Five Considerations for a Restaurant Reopening

Your table is ready, a masked hostess informs you. No, you are not sipping a drink at the bar, but sitting in your car. You enter and pass a number of empty tables and hand sanitizing stations before reaching your table. It is sparse, with a paper tablecloth and single-use menu awaiting. Perhaps there is a plastic wrapped bundle you might receive on a plane with a napkin, cutlery, salt and pepper. “Welcome,” your waiter says. “Is this your first time at Le Bernardin?”

As the first states begin to allow restaurants to reopen for dine-in service, the experience for everyone will be drastically different. Is the breadbasket a thing of the past? Are shared plates no more? What will happen to the pages and pages of menu at The Cheesecake Factory? Little guidance has been offered beyond capacity limit requirements and some safety recommendations. For many restaurants, they need to figure out the details. The Texas governor suggested restaurants have someone to open the door for guests to minimize grabbing of door handles and other high-touch surfaces.     

To reassure customer safety while adapting operations to maximize revenue, there are lots of considerations for full-service restaurant operators.

Safety First: Protecting staff and guests is the top priority. That may mean forgoing staff family meal for a while, reducing high-touch surfaces, new payment processes, and masks and gloves for staff and customers whether required or advised. The sanitization and wiping down of surfaces are table steaks. 
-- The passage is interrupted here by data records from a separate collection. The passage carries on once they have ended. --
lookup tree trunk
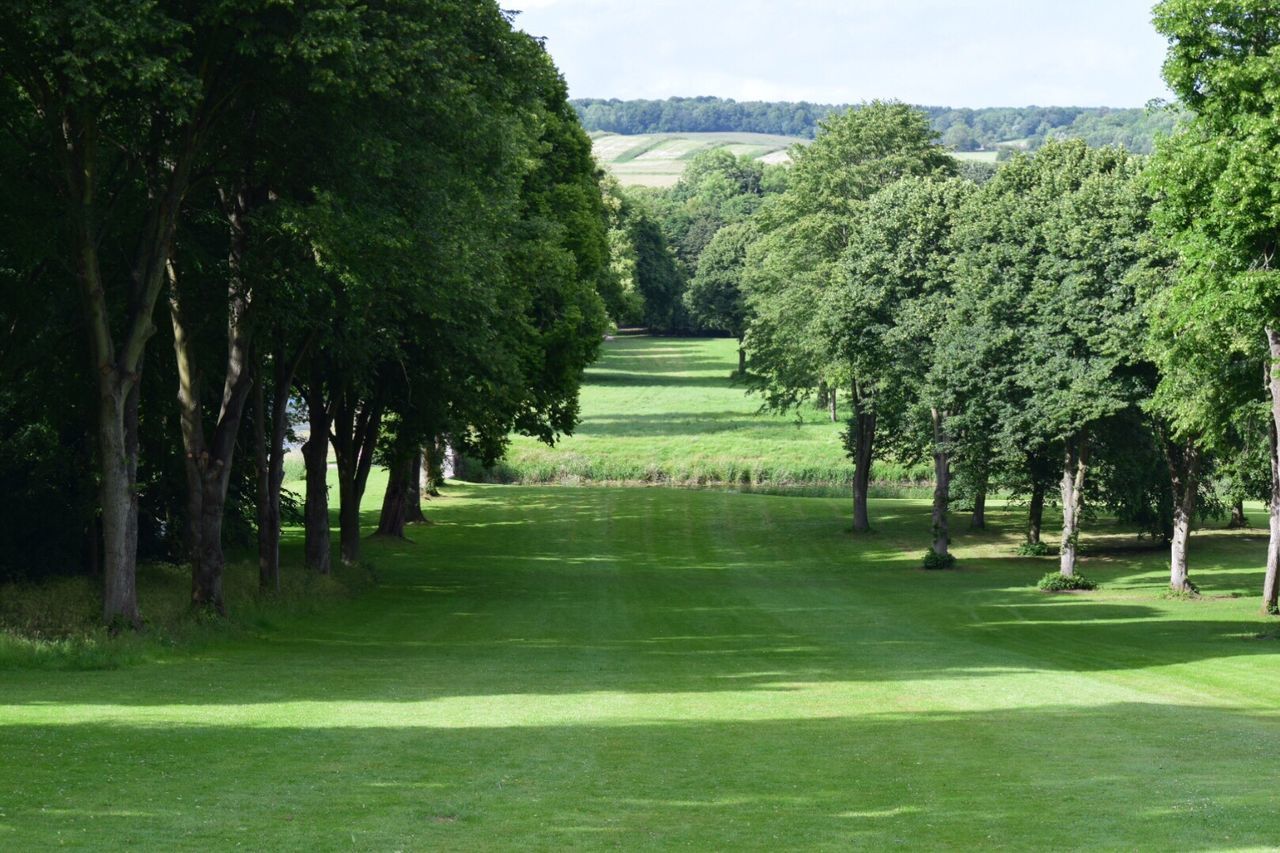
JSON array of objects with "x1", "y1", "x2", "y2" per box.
[
  {"x1": 333, "y1": 381, "x2": 383, "y2": 564},
  {"x1": 1226, "y1": 498, "x2": 1249, "y2": 530},
  {"x1": 1164, "y1": 438, "x2": 1201, "y2": 592},
  {"x1": 850, "y1": 380, "x2": 876, "y2": 533},
  {"x1": 1262, "y1": 327, "x2": 1280, "y2": 613},
  {"x1": 375, "y1": 459, "x2": 417, "y2": 539},
  {"x1": 99, "y1": 374, "x2": 142, "y2": 630},
  {"x1": 404, "y1": 450, "x2": 426, "y2": 524},
  {"x1": 969, "y1": 467, "x2": 987, "y2": 530},
  {"x1": 931, "y1": 409, "x2": 951, "y2": 556},
  {"x1": 1059, "y1": 432, "x2": 1089, "y2": 578},
  {"x1": 422, "y1": 435, "x2": 445, "y2": 497},
  {"x1": 302, "y1": 378, "x2": 333, "y2": 575},
  {"x1": 257, "y1": 334, "x2": 311, "y2": 592},
  {"x1": 1027, "y1": 480, "x2": 1044, "y2": 544},
  {"x1": 253, "y1": 368, "x2": 273, "y2": 592},
  {"x1": 165, "y1": 204, "x2": 253, "y2": 615}
]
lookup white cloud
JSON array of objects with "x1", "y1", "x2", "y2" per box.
[{"x1": 508, "y1": 0, "x2": 1166, "y2": 106}]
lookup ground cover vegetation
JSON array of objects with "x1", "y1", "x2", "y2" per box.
[
  {"x1": 579, "y1": 3, "x2": 1280, "y2": 611},
  {"x1": 573, "y1": 97, "x2": 1180, "y2": 154},
  {"x1": 0, "y1": 0, "x2": 1280, "y2": 768},
  {"x1": 0, "y1": 485, "x2": 1280, "y2": 850},
  {"x1": 0, "y1": 0, "x2": 609, "y2": 629},
  {"x1": 0, "y1": 0, "x2": 1280, "y2": 849}
]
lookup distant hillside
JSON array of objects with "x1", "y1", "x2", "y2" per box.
[
  {"x1": 591, "y1": 133, "x2": 809, "y2": 187},
  {"x1": 573, "y1": 97, "x2": 1178, "y2": 154}
]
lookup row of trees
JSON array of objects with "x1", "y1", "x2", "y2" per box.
[
  {"x1": 573, "y1": 97, "x2": 1178, "y2": 154},
  {"x1": 0, "y1": 0, "x2": 613, "y2": 626},
  {"x1": 629, "y1": 0, "x2": 1280, "y2": 612}
]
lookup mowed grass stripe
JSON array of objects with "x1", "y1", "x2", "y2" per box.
[{"x1": 0, "y1": 487, "x2": 1280, "y2": 850}]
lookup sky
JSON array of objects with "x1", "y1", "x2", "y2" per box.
[{"x1": 502, "y1": 0, "x2": 1170, "y2": 108}]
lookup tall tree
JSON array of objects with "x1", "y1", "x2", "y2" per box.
[{"x1": 745, "y1": 101, "x2": 955, "y2": 532}]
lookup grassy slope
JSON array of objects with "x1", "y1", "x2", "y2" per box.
[
  {"x1": 591, "y1": 133, "x2": 810, "y2": 187},
  {"x1": 0, "y1": 342, "x2": 1280, "y2": 850},
  {"x1": 499, "y1": 337, "x2": 928, "y2": 485},
  {"x1": 0, "y1": 487, "x2": 1280, "y2": 850},
  {"x1": 591, "y1": 132, "x2": 997, "y2": 187}
]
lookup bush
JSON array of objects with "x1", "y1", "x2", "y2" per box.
[
  {"x1": 924, "y1": 549, "x2": 956, "y2": 571},
  {"x1": 1036, "y1": 571, "x2": 1098, "y2": 592},
  {"x1": 1016, "y1": 542, "x2": 1053, "y2": 557},
  {"x1": 1160, "y1": 580, "x2": 1199, "y2": 601}
]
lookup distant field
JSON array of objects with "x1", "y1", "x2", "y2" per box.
[
  {"x1": 591, "y1": 132, "x2": 998, "y2": 187},
  {"x1": 495, "y1": 337, "x2": 931, "y2": 489},
  {"x1": 591, "y1": 133, "x2": 809, "y2": 187}
]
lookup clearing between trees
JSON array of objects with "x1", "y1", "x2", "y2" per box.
[{"x1": 0, "y1": 341, "x2": 1280, "y2": 850}]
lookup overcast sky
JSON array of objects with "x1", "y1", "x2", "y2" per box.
[{"x1": 502, "y1": 0, "x2": 1169, "y2": 106}]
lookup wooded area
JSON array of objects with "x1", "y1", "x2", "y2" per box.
[{"x1": 572, "y1": 96, "x2": 1179, "y2": 154}]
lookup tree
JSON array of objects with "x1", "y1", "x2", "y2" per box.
[
  {"x1": 820, "y1": 178, "x2": 973, "y2": 557},
  {"x1": 0, "y1": 0, "x2": 323, "y2": 626},
  {"x1": 938, "y1": 142, "x2": 1151, "y2": 576},
  {"x1": 1153, "y1": 0, "x2": 1280, "y2": 612},
  {"x1": 745, "y1": 101, "x2": 955, "y2": 532},
  {"x1": 685, "y1": 222, "x2": 756, "y2": 375}
]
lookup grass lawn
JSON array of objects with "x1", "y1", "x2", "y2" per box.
[
  {"x1": 0, "y1": 485, "x2": 1280, "y2": 850},
  {"x1": 0, "y1": 338, "x2": 1280, "y2": 850},
  {"x1": 495, "y1": 337, "x2": 931, "y2": 487}
]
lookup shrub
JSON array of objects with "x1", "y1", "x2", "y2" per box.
[
  {"x1": 1036, "y1": 571, "x2": 1098, "y2": 592},
  {"x1": 1160, "y1": 580, "x2": 1199, "y2": 601},
  {"x1": 924, "y1": 549, "x2": 956, "y2": 571},
  {"x1": 1016, "y1": 542, "x2": 1053, "y2": 557}
]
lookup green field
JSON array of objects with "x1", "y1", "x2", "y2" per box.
[
  {"x1": 591, "y1": 133, "x2": 810, "y2": 187},
  {"x1": 0, "y1": 485, "x2": 1280, "y2": 850},
  {"x1": 591, "y1": 132, "x2": 997, "y2": 187},
  {"x1": 0, "y1": 339, "x2": 1280, "y2": 850},
  {"x1": 495, "y1": 337, "x2": 929, "y2": 487}
]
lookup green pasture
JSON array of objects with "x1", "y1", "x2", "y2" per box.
[
  {"x1": 591, "y1": 133, "x2": 809, "y2": 187},
  {"x1": 492, "y1": 337, "x2": 931, "y2": 487},
  {"x1": 0, "y1": 484, "x2": 1280, "y2": 850}
]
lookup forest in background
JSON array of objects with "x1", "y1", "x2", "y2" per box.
[{"x1": 572, "y1": 97, "x2": 1179, "y2": 154}]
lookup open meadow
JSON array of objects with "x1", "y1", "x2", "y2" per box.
[
  {"x1": 591, "y1": 132, "x2": 812, "y2": 187},
  {"x1": 493, "y1": 337, "x2": 929, "y2": 488},
  {"x1": 0, "y1": 339, "x2": 1280, "y2": 850}
]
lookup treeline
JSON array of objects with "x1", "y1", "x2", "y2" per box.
[
  {"x1": 573, "y1": 97, "x2": 1178, "y2": 154},
  {"x1": 0, "y1": 0, "x2": 611, "y2": 628},
  {"x1": 611, "y1": 0, "x2": 1280, "y2": 612}
]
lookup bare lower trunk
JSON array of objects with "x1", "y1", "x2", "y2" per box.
[
  {"x1": 191, "y1": 473, "x2": 227, "y2": 615},
  {"x1": 338, "y1": 459, "x2": 361, "y2": 565},
  {"x1": 333, "y1": 381, "x2": 383, "y2": 564},
  {"x1": 422, "y1": 437, "x2": 444, "y2": 497},
  {"x1": 302, "y1": 383, "x2": 333, "y2": 575},
  {"x1": 1027, "y1": 482, "x2": 1044, "y2": 544},
  {"x1": 1262, "y1": 327, "x2": 1280, "y2": 613},
  {"x1": 166, "y1": 245, "x2": 252, "y2": 613},
  {"x1": 850, "y1": 380, "x2": 876, "y2": 533},
  {"x1": 253, "y1": 369, "x2": 280, "y2": 592},
  {"x1": 404, "y1": 451, "x2": 426, "y2": 524},
  {"x1": 376, "y1": 460, "x2": 417, "y2": 539},
  {"x1": 99, "y1": 389, "x2": 142, "y2": 630},
  {"x1": 1059, "y1": 432, "x2": 1089, "y2": 578},
  {"x1": 1164, "y1": 439, "x2": 1199, "y2": 592},
  {"x1": 969, "y1": 471, "x2": 987, "y2": 530},
  {"x1": 932, "y1": 409, "x2": 951, "y2": 556},
  {"x1": 1262, "y1": 420, "x2": 1280, "y2": 613}
]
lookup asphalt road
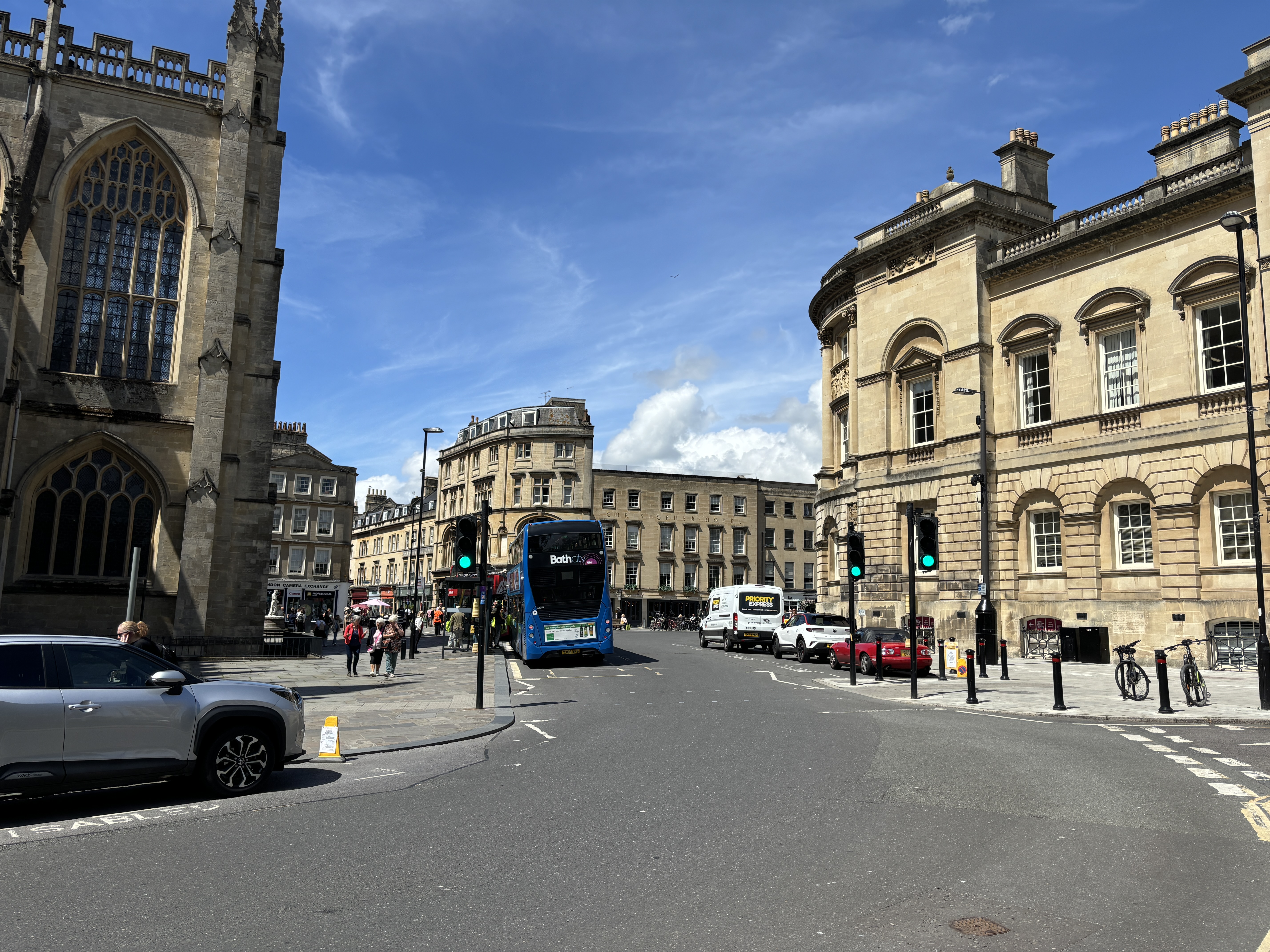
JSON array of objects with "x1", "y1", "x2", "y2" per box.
[{"x1": 0, "y1": 632, "x2": 1270, "y2": 952}]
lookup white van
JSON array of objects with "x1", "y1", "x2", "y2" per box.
[{"x1": 699, "y1": 585, "x2": 784, "y2": 651}]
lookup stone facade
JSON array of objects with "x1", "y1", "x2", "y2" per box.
[
  {"x1": 0, "y1": 0, "x2": 286, "y2": 636},
  {"x1": 810, "y1": 39, "x2": 1270, "y2": 665},
  {"x1": 269, "y1": 423, "x2": 357, "y2": 614},
  {"x1": 434, "y1": 397, "x2": 815, "y2": 623},
  {"x1": 351, "y1": 476, "x2": 437, "y2": 614}
]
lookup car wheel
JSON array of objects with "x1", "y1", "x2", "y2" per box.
[{"x1": 199, "y1": 724, "x2": 277, "y2": 797}]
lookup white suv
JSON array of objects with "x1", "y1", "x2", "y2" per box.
[
  {"x1": 0, "y1": 635, "x2": 305, "y2": 797},
  {"x1": 772, "y1": 612, "x2": 851, "y2": 664}
]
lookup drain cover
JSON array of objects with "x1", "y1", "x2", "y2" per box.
[{"x1": 949, "y1": 915, "x2": 1010, "y2": 936}]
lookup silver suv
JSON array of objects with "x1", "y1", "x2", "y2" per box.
[{"x1": 0, "y1": 635, "x2": 305, "y2": 796}]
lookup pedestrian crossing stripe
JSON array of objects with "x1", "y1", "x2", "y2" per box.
[{"x1": 318, "y1": 715, "x2": 344, "y2": 760}]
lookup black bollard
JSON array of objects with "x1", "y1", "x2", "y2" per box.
[
  {"x1": 1049, "y1": 651, "x2": 1067, "y2": 711},
  {"x1": 1156, "y1": 647, "x2": 1173, "y2": 713},
  {"x1": 965, "y1": 647, "x2": 979, "y2": 704}
]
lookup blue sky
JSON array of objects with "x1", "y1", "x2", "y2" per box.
[{"x1": 82, "y1": 0, "x2": 1270, "y2": 508}]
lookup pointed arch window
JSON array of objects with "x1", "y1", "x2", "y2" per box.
[
  {"x1": 27, "y1": 449, "x2": 156, "y2": 579},
  {"x1": 48, "y1": 140, "x2": 185, "y2": 382}
]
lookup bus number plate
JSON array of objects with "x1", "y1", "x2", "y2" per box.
[{"x1": 544, "y1": 622, "x2": 596, "y2": 642}]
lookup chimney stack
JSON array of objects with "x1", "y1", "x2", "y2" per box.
[{"x1": 993, "y1": 130, "x2": 1054, "y2": 203}]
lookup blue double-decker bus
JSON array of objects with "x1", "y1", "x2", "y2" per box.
[{"x1": 503, "y1": 519, "x2": 613, "y2": 664}]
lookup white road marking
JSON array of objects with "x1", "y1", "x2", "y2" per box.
[{"x1": 1208, "y1": 783, "x2": 1256, "y2": 797}]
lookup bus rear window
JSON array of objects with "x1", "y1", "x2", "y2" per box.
[{"x1": 739, "y1": 592, "x2": 781, "y2": 614}]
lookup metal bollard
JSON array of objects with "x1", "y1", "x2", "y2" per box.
[
  {"x1": 1049, "y1": 651, "x2": 1067, "y2": 711},
  {"x1": 1156, "y1": 647, "x2": 1176, "y2": 713},
  {"x1": 965, "y1": 647, "x2": 979, "y2": 704}
]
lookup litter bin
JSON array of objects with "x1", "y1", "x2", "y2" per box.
[
  {"x1": 1058, "y1": 628, "x2": 1081, "y2": 661},
  {"x1": 1077, "y1": 627, "x2": 1111, "y2": 664}
]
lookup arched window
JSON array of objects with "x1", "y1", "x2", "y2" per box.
[
  {"x1": 27, "y1": 449, "x2": 155, "y2": 578},
  {"x1": 48, "y1": 140, "x2": 185, "y2": 381}
]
Menu Focus: With reduced business and uncertain supply chains, focus and flexibility will be important. What are your most popular or profitable dishes? What will the customers you anticipate in your restaurant be looking to order? What works best for take-out and delivery? Ten-page menus and ten-course tasting menus are likely on hold for now. Though the latter can provide focus if it is all that is offered, though the time required for it, I suspect, is longer than most people will be willing to spend in the restaurant.

Disposables: The war on plastics has taken a back seat to the war on Covid. Menus, tablecloths, plates, cutlery and even condiments may be our single-use future. It will create more cost and waste to the operation, and I don’t anticipate cutting into a bone-in ribeye with a plastic knife, but I think all of these will need to be considered and incorporated into their operations as appropriate.

New Upsales: With potential loss of bar business, fewer customers and likely courses, restaurants need to be creative to maximize check size. If alcohol restrictions continue to be waived allowing for alcohol delivery, that will be a big help. Restaurants can also build a dessert to go program, anticipating diners will be less likely to stay 30 minutes after their meal for coffee and pie. Perhaps a meal kit program that people can take home with them after their meal for dinner the next day.

At Home Experience: Restaurants that relied on dine-in customers need to plan for at least half their business being takeout and delivery in the coming months. Trying to extend the restaurant experience to home is an interesting opportunity. If you were known for your eclectic music, create a Spotify playlist for the home. Perhaps you were the romantic spot with a flower in a small vase at every table. This is something you could offer with deliveries. Consider the unboxing experience you can deliver.

Creating a new experience for guests that is safe, inviting and enjoyable will be needed to rebuild the full-service restaurant sector. We will not be going immediately back to large gatherings of friends, colleagues and celebrations. Operators will be dealing with varying levels of anxiety among staff and guests that will need to be addressed with empathy, communication and creativity. We cannot simply wish for or expect normality in the near-term. Being flexible to adjust to a new business model will better position restaurants for success.